The full specification below is extracted from Chapter 2: Hardware Platform and Robot Assembly.

Type: infographic
**sim-id:** breadboard-layout-explorer<br/>
**Library:** p5.js<br/>
**Status:** Specified

Bloom Level: Understand (L2) — Explain how the internal connections of a breadboard allow components to share electrical pathways.
Bloom Verb: Explain

Learning Objective: Students will explain which holes on a breadboard are electrically connected to each other, and correctly trace a circuit path from the power rail through a component to ground.

Layout:
- Left 70%: Top-view illustration of a standard 830-hole breadboard (63 rows × 10 columns plus 2 power rails per side)
- Right 30%: Info panel showing a plain-English description of the selected connection

Visual elements:
- Breadboard drawn in realistic detail: cream body, red and blue power rail stripes, column letters (a–e, f–j), row numbers (1–63)
- Center gap (DIP channel) shown as a dark groove labeled "IC channel — NOT connected across the gap"
- Holes rendered as small dark circles with hover glow

Interactivity:
- Hover any hole: cursor changes to pointer, hole glows orange
- Click any hole in a row (columns a–e): entire row a–e on that side lights yellow; info panel: "All five holes in this row (a–e, row N) are connected. This connection does NOT cross the center gap."
- Click any hole in a row (columns f–j): entire row f–j lights yellow; info panel shows same message for that side
- Click the red (+) power rail: entire red rail glows; info panel: "Connected to 3.3 V power. All holes in this rail column share the same voltage."
- Click the blue (−) power rail: entire blue rail glows; info panel: "Connected to GND (0 V). All holes in this rail column share ground."
- "Reset highlights" button clears all glowing holes

Info panel for each selection shows a small diagram of the connection path as a colored line tracing through the selected holes.

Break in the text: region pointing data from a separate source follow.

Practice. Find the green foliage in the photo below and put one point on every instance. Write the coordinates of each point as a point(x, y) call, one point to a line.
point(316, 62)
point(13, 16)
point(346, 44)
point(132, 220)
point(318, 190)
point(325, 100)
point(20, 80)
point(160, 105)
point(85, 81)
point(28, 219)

Responsive behavior: Canvas scales with window width. Breadboard illustration maintains aspect ratio. Info panel stacks below the breadboard on narrow viewports.

Instructional Rationale: Clicking holes to highlight invisible internal connections makes breadboard topology concrete and visible. Students build an accurate mental model before handling physical hardware, preventing the most common beginner mistake — assuming holes across the center gap are connected.